O teatro deu profissão e sentido para a vida dele. Foi graças às artes cênicas que ele pôde aprender mais sobre si mesmo. A arte lhe deu ferramentas para ser diagnosticado com transtorno de déficit de atenção (TDAH) e conviver com a doença, que lhe fez largar a escola na quarta série. Ely voltou a estudar, se profissionalizou no teatro e teve várias vitórias. Recentemente, participou como figurante da série Cidade Invisível, da Netflix. Além disso, participou do filme Serra Pelada, produziu e dirigiu um documentário e um curta. “O teatro só fez bem para mim. Essa foi a transformação na minha vida”, ressalta.
Ely é um dos vários profissionais da peça “Paixão de Cristo - Soltem Jesus e Prendam Barrabás” que foi apresentada na última sexta-feira (07), na passagem São João, no bairro da Terra Firme. Companheira de grupo, Gláucia Pinto, uma das coordenadoras do coletivo de atores e atrizes da Terra Firme, também começou a atuar nas peças religiosas. Essa experiência a fez cursar Licenciatura em Teatro e virar professora.
“Eu comecei a fazer teatro na Paixão de Cristo. O teatro é muito importante para a educação dos jovens da comunidade como opção de lazer e cultura, avalio de maneira muito importante a encenação da Paixão, onde as pessoas descobrem o seu talento, descobrem a sua arte, o que gostam. É um trabalho que vai passando de geração em geração, de pai para filho”, revela.
Neste ano, a peça traz no tema a reflexão sobre a solidariedade ao próximo. “Toda vez que a gente olha para um irmão e vê ele necessitado a gente está vendo esse calvário. A gente tem que fazer alguma coisa para mudar isso. A gente tem que usar esses ensinamentos de Jesus para melhorar a vida do ser humano e a gente faz isso através do teatro, que nos dá essa abertura para mostrar para as pessoas um jeito de viver melhor. O teatro acolhe todo mundo. Ele educa e ensina”, reflete Gláucia.
Bonelly Pignatário de 40 anos, hoje é ator e profissional do teatro. Formado como ator, técnico de figurino cênico, dança, intérprete e criador pela Escola de Teatro e Dança da Universidade Federal do Pará (UFPA) ele já passou por vários grupos e paróquias. Em 2023, Bonelly participou da “A Paixão de Cristo em Canudos” na Paróquia São José de Queluz, apresentada na última sexta-feira, dia 7. Bonelly conheceu o teatro há 22 anos graças à Paixão de Cristo. Ele logo se apaixonou pelo ofício e decidiu ser profissional. Desde então nunca saiu das artes cênicas.

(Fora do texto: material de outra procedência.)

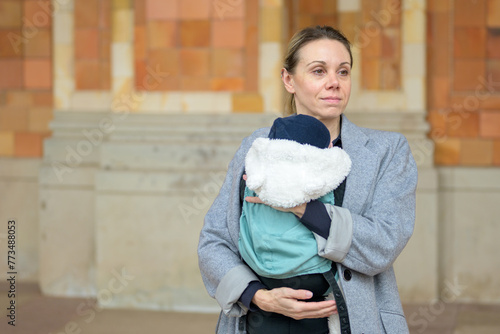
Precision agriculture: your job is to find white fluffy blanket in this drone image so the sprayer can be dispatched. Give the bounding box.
[245,138,351,208]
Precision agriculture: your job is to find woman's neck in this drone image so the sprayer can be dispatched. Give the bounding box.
[322,116,341,141]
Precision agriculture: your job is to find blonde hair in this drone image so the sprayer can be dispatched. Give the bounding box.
[283,26,353,116]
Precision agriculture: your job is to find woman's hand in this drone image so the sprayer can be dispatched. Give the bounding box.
[252,288,337,320]
[245,196,307,219]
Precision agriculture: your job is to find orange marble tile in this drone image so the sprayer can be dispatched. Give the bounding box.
[232,93,264,112]
[99,29,111,60]
[360,0,381,26]
[179,0,212,20]
[380,28,401,58]
[14,132,47,158]
[480,94,500,110]
[180,75,211,91]
[427,76,450,108]
[23,0,52,28]
[134,25,148,60]
[24,28,52,57]
[380,59,401,90]
[180,48,210,77]
[446,111,479,138]
[486,0,500,28]
[24,59,52,89]
[75,60,101,90]
[359,29,382,58]
[426,1,451,13]
[486,29,500,59]
[99,60,111,90]
[361,58,380,90]
[134,58,149,90]
[426,109,447,130]
[211,78,245,92]
[486,59,500,84]
[453,59,486,91]
[211,0,244,20]
[243,1,260,92]
[434,137,461,166]
[480,111,500,139]
[0,107,28,131]
[75,28,100,60]
[428,13,453,76]
[147,48,181,77]
[298,0,325,14]
[147,21,178,50]
[28,107,54,132]
[146,0,180,21]
[211,49,242,77]
[5,90,33,107]
[212,20,245,48]
[74,0,99,28]
[0,29,25,59]
[180,20,211,47]
[454,0,486,27]
[453,27,486,59]
[460,139,493,166]
[0,0,23,28]
[99,0,110,29]
[31,90,54,107]
[493,140,500,166]
[337,12,358,46]
[382,0,403,28]
[134,0,146,26]
[148,76,181,92]
[0,131,14,157]
[0,59,24,89]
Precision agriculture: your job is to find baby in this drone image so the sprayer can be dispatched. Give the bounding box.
[239,115,351,333]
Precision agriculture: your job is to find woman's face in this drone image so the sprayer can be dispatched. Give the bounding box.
[283,39,351,123]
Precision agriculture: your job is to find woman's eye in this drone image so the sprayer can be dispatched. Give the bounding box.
[338,69,349,76]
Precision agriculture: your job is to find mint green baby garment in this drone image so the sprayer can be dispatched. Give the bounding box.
[239,188,334,279]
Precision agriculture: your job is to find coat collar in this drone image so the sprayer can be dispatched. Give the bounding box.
[341,115,378,213]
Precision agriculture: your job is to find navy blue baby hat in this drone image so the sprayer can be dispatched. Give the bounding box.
[269,115,330,148]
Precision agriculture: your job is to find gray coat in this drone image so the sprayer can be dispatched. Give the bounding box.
[198,116,417,334]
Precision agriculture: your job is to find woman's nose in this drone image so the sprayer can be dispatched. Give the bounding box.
[326,73,339,89]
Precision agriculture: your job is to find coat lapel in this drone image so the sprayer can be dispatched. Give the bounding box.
[341,115,379,214]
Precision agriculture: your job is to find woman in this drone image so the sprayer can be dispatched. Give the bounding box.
[198,27,417,334]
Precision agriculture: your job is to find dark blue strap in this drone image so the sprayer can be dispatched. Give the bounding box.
[323,264,351,334]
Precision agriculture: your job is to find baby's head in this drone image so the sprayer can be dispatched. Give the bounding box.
[269,115,331,148]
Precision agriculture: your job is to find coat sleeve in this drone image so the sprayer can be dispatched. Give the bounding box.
[198,132,258,317]
[316,135,417,276]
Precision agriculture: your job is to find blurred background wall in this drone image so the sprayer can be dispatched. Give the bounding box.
[0,0,500,311]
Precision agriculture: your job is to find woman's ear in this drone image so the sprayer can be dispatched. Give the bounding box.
[281,68,295,94]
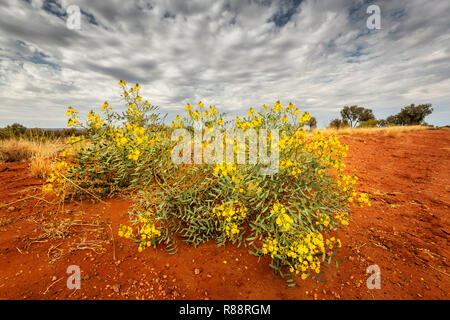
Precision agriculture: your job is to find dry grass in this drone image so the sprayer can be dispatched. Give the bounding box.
[318,126,427,137]
[0,139,63,178]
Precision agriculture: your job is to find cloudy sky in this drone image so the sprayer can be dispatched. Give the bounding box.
[0,0,450,127]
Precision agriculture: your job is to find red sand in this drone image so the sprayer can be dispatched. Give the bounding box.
[0,130,450,299]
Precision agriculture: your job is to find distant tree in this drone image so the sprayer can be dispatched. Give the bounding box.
[377,119,389,128]
[307,117,317,130]
[328,119,349,129]
[386,115,400,126]
[341,106,375,127]
[6,123,27,136]
[394,103,433,126]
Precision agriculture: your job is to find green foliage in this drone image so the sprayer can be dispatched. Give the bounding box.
[341,106,375,127]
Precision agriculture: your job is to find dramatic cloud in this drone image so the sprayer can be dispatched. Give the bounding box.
[0,0,450,127]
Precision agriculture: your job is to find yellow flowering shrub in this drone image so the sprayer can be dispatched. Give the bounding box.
[44,81,370,279]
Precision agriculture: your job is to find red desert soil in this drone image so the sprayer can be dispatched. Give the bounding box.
[0,130,450,299]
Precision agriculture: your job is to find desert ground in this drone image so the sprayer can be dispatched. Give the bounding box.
[0,129,450,300]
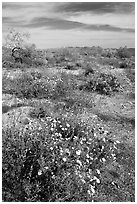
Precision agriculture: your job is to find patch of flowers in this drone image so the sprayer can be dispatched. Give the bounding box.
[3,116,127,202]
[79,73,121,95]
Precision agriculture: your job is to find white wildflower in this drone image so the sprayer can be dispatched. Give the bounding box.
[50,147,53,150]
[38,170,42,176]
[76,150,81,155]
[102,158,106,162]
[86,154,90,158]
[62,157,67,162]
[76,159,82,166]
[90,186,95,194]
[93,176,100,183]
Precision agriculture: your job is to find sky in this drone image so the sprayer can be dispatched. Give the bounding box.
[2,2,135,49]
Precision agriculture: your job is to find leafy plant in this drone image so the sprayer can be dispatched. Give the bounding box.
[116,47,131,58]
[79,73,120,95]
[3,116,134,202]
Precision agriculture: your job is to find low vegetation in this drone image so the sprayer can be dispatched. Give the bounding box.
[2,30,135,202]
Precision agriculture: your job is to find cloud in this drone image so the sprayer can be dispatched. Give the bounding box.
[56,2,135,15]
[3,17,135,32]
[24,17,134,32]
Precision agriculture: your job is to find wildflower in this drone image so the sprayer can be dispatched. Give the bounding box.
[62,157,67,162]
[76,150,81,155]
[96,169,100,174]
[66,123,70,127]
[102,158,106,162]
[93,176,100,183]
[76,159,82,166]
[38,170,42,176]
[90,186,95,194]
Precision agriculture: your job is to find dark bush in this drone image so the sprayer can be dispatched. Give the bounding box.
[79,73,120,95]
[119,62,128,68]
[116,47,132,58]
[2,117,130,202]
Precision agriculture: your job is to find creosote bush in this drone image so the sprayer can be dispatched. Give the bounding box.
[79,73,120,95]
[3,72,75,99]
[116,47,132,58]
[2,116,134,202]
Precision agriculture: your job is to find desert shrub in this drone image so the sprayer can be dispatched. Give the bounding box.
[79,73,120,95]
[3,72,76,99]
[116,47,131,58]
[119,61,128,68]
[98,58,118,67]
[124,68,135,83]
[64,62,78,70]
[83,63,94,76]
[2,116,134,202]
[30,71,42,80]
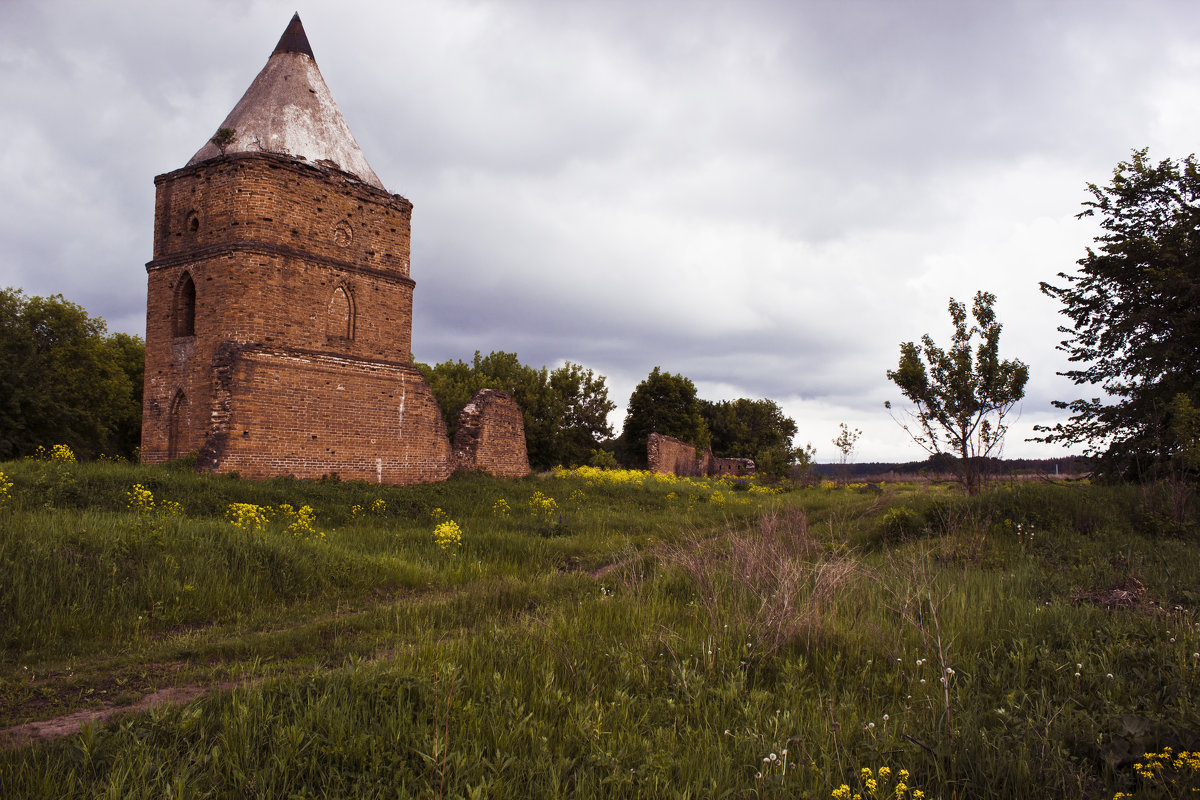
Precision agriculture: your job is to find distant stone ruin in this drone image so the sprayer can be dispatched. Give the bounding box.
[454,389,529,477]
[646,433,755,477]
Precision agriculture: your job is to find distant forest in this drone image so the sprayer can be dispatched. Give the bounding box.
[812,455,1091,479]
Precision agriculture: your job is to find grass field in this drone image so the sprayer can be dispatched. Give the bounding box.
[0,461,1200,799]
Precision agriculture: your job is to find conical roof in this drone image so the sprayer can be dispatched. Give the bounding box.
[187,13,383,188]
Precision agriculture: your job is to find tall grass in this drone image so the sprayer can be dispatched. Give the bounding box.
[0,465,1200,798]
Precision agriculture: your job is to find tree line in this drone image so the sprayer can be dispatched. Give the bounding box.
[0,289,145,459]
[887,149,1200,494]
[7,149,1200,492]
[0,289,796,474]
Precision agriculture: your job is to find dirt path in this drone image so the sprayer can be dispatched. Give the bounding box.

“Desde quando comecei, eu me encantei e sou apaixonado pelo teatro. Faço questão de estar participando todos os anos, como diretor, figurante ou ator. Em um estou dirigindo, em outro estou como ator e em outro estou ajudando. Além de evangelizar, a gente conhece pessoas, mediante a esse conhecimento e amizades que surgem vão aparecendo outros trabalhos para atores e atrizes”, conta.
As peças evangelizam, formam público e conscientizam na periferia. Na peça da Paróquia de São José de Queluz foram 120 profissionais no total. Os atores e atrizes ainda ganham visibilidade pelas peças, o que atrai outras oportunidades para depois da Páscoa. “A importância de participar também é o crescimento da visibilidade. A gente faz outros trabalhos, somos chamados para comerciais para atuar em propaganda, divulgamos nosso trabalho. O reconhecimento em algumas profissões é muito difícil, você precisa estar engajado participando de outros processos teatrais”, conta.
O objetivo das encenações da Paixão de Cristo é resumido por Ely Chaves. “Todos que estão hoje no grupo começaram assim. A Paixão de Cristo é como uma porta de entrada para os novos talentos, é por isso que nunca desistimos de fazer”, enfatiza Ely. “A gente utiliza o teatro como ferramenta de transformação social”, assegura.